Добавить в цитаты Настройки чтения

Страница 82 из 136

«Если мне подойти к нему, не будучи наученным, то я скажу: этот человек не видит, не слышит, ни о чем не спрашивает, ни к чему не стремится, ничего не производит. Средоточие всех чувств в его голове — это верхняя, сильно выпуклая полость лба — местопребывание памяти. В ней хранится всякий образ — все мышцы подтягиваются кверху, чтобы низводить живые фигуры к щеке, что красноречива […].

Вот череп, в котором всем колоссальным богам и героям столь просторно, как на самом широком небе и на самой безграничной земле […].

Вот Олимп, поддерживаемый, словно вторым Атлантом, седлом его возвышенного носа.

Опустившаяся на него слепота, сила зрения, обращенная вовнутрь, все мощнее и мощнее напрягает внутреннюю жизнь, довершая Отца поэтов».

Словно продиктованная живописцу Фюсли, эта тема слепоты как внутреннего видения, причем именно в качестве той главной и последней темы, что — как у Гёте — вносит единство смысла в человеческий облик, так и сопровождала все творчество Фюсли.

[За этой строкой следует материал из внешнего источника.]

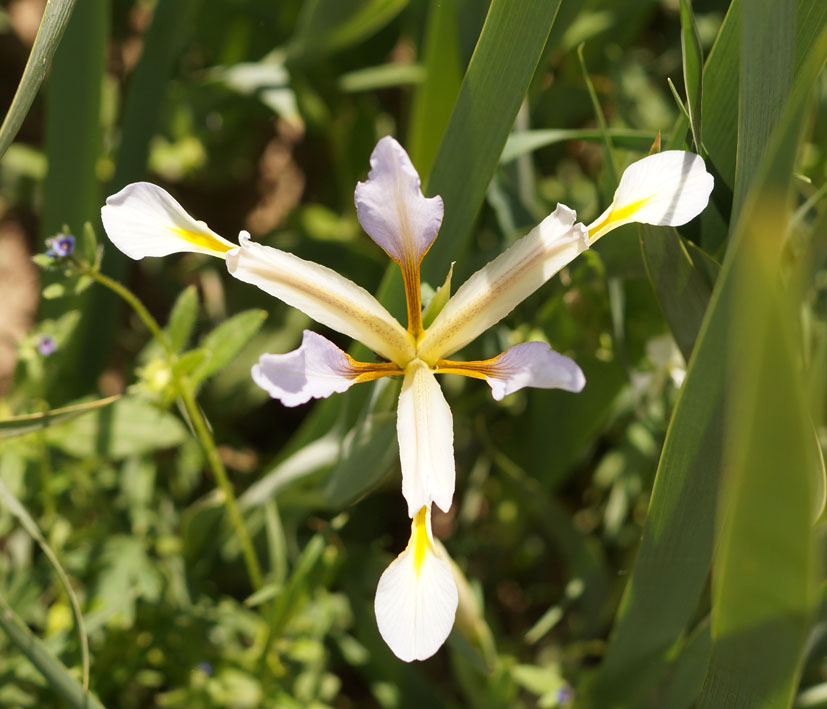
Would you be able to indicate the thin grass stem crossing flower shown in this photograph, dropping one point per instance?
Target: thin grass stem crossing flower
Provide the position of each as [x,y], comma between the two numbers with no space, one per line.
[416,598]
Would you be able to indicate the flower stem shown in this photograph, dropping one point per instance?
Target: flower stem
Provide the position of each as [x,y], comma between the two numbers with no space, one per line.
[199,423]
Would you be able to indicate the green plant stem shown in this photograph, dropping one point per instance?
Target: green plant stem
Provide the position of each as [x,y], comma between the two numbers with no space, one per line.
[220,472]
[199,423]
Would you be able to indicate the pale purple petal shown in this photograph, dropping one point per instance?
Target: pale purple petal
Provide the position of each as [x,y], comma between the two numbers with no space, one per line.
[315,370]
[391,207]
[533,364]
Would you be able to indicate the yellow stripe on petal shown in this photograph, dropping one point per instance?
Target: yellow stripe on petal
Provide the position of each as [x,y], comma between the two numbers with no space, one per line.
[202,240]
[616,217]
[419,538]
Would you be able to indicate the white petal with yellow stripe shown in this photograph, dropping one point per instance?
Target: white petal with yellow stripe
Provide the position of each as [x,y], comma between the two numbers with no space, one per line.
[323,294]
[145,220]
[416,599]
[668,188]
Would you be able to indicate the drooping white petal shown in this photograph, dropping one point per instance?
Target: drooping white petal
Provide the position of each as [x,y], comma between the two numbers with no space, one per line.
[499,286]
[315,370]
[531,364]
[668,188]
[324,295]
[144,220]
[391,207]
[426,440]
[416,599]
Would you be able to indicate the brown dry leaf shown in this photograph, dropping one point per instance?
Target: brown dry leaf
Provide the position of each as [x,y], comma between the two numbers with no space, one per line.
[281,182]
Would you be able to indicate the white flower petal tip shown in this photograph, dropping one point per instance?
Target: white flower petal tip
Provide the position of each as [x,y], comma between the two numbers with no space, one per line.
[391,207]
[145,220]
[531,364]
[416,599]
[315,370]
[666,189]
[425,429]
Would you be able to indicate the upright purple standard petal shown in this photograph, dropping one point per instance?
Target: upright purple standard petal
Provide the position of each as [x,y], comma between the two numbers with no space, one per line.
[391,207]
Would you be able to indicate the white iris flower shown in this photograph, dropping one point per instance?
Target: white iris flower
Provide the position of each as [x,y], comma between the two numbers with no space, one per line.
[416,598]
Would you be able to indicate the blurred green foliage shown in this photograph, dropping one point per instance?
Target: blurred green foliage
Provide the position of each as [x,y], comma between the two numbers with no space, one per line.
[261,116]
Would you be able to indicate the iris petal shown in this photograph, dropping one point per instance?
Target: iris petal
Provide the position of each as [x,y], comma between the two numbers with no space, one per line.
[145,220]
[416,599]
[498,287]
[667,188]
[324,295]
[531,364]
[315,370]
[426,440]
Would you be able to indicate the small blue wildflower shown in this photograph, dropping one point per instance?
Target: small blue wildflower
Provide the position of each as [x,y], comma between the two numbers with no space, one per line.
[60,246]
[46,345]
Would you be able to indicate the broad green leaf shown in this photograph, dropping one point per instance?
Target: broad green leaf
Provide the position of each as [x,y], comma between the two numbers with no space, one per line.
[526,141]
[226,341]
[763,588]
[128,427]
[8,499]
[498,76]
[182,319]
[693,62]
[688,670]
[55,18]
[763,591]
[21,425]
[720,107]
[52,669]
[676,550]
[434,98]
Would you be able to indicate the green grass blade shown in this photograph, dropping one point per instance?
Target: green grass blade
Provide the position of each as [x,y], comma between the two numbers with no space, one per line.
[71,191]
[523,142]
[498,76]
[56,17]
[21,425]
[693,63]
[678,539]
[435,97]
[601,118]
[18,510]
[767,61]
[764,574]
[683,280]
[56,674]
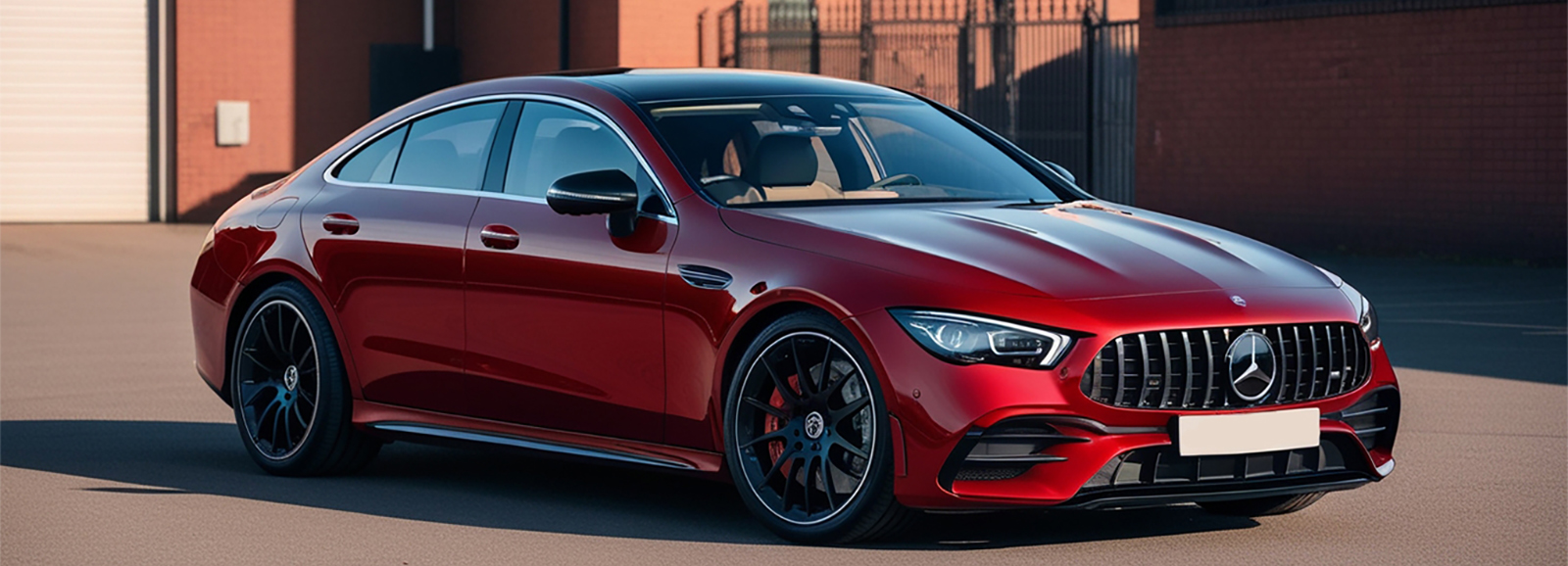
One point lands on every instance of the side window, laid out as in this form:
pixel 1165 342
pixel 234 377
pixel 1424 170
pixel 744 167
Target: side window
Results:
pixel 449 149
pixel 556 141
pixel 373 164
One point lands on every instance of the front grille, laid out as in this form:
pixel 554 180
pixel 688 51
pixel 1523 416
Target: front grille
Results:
pixel 1160 466
pixel 1186 369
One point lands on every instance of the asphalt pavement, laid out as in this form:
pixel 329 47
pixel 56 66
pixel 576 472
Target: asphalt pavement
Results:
pixel 112 450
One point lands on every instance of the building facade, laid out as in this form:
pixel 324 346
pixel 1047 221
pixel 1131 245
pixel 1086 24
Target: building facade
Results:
pixel 132 110
pixel 1423 125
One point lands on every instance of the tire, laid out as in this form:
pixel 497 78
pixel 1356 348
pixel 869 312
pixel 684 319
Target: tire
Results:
pixel 1262 505
pixel 815 438
pixel 290 393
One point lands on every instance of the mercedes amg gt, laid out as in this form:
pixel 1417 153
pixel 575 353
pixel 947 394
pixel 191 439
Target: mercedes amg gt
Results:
pixel 851 302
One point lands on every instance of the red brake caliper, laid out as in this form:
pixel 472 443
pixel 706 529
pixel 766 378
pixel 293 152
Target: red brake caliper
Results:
pixel 772 424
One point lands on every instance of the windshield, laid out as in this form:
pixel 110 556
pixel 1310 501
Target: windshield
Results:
pixel 817 149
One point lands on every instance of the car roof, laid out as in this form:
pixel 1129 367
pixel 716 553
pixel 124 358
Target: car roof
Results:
pixel 661 85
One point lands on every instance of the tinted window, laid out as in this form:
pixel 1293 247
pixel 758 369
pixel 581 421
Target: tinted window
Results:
pixel 823 149
pixel 449 149
pixel 373 164
pixel 556 141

В то время как в сюжете, сделавшемся традиционным, — «Мильтон диктует своим дочерям», — другие художники из поколения Фюсли и более молодые — Джордж Ромни (1793), Эжен Делакруа (1824) — изображают слепого поэта, Фюсли — не без технической наивности — изображает (1793) сверхзрячего слепого поэта. Эти слепые глаза — в то же время — сверхзрячие — вбирают в себя всю эстетику энаргийного образа; они сияют напряженным светом и поглощены созерцанием видений мира иного. Однако точно такие же глаза и у классицистически переработанного Бога-Творца (микеланджеловского величественного Бога-Геркулеса с чертами Гёте!) на картине «Сотворение Евы» (1793)[123]. Патетика Фюсли-евской «Клятвы на Рютли» (1779–1781) предвосхищает знаменитую «Клятву Горациев» (1784) Ж.Л.Давида[124], но вновь у Фюсли собственной проблемой изображения становится неземное, сверхъестественное смотрение, устремленность взора на трансцен-дентально-иное. В «Ночном кошмаре» Фюсли вновь появляются слепые сверхзрячие глаза, но вот что характерно: они приданы не девушке, мучимой кошмарами, но лошади, которую она видит, — однако по логике энаргийного образа, вйдение само принадлежит бытию, и оно, можно сказать, точно так же видит видящего его, как и видящий его. Без преувеличения можно говорить и о том, что видение, зрение, смотрение — во множестве своих модусов — есть тема большинства рисунков и полотен Фюсли, — такое разнообразие подобных модусов хотя бы на картине «Видение Бедлама»! Та полнота видения, в какую был влюблен и какую умел изобразить Гёте-рисовальщик, уже отражена у Фюсли, но только последнего в основном занимает совсем другое — не взор, вглядывающийся в вещи этого мира, но взор, умеющий проникать в иное и провидеть его. Вот слова Брейтингера, прямо сюда относящиеся, — они словно стоят у порога, ведущего в художественный мир Фюсли: разве цель поэзии — не в том, «чтобы воспалять глаза, восхищать душу, обращаться с высокими материями, вызывать удивление»? Экплексис, производимый энаргийным образом, воспаляет глаза, и даже если они воспаляются только от слез, это все же имеет прямое касательство к их внутреннему смотрению.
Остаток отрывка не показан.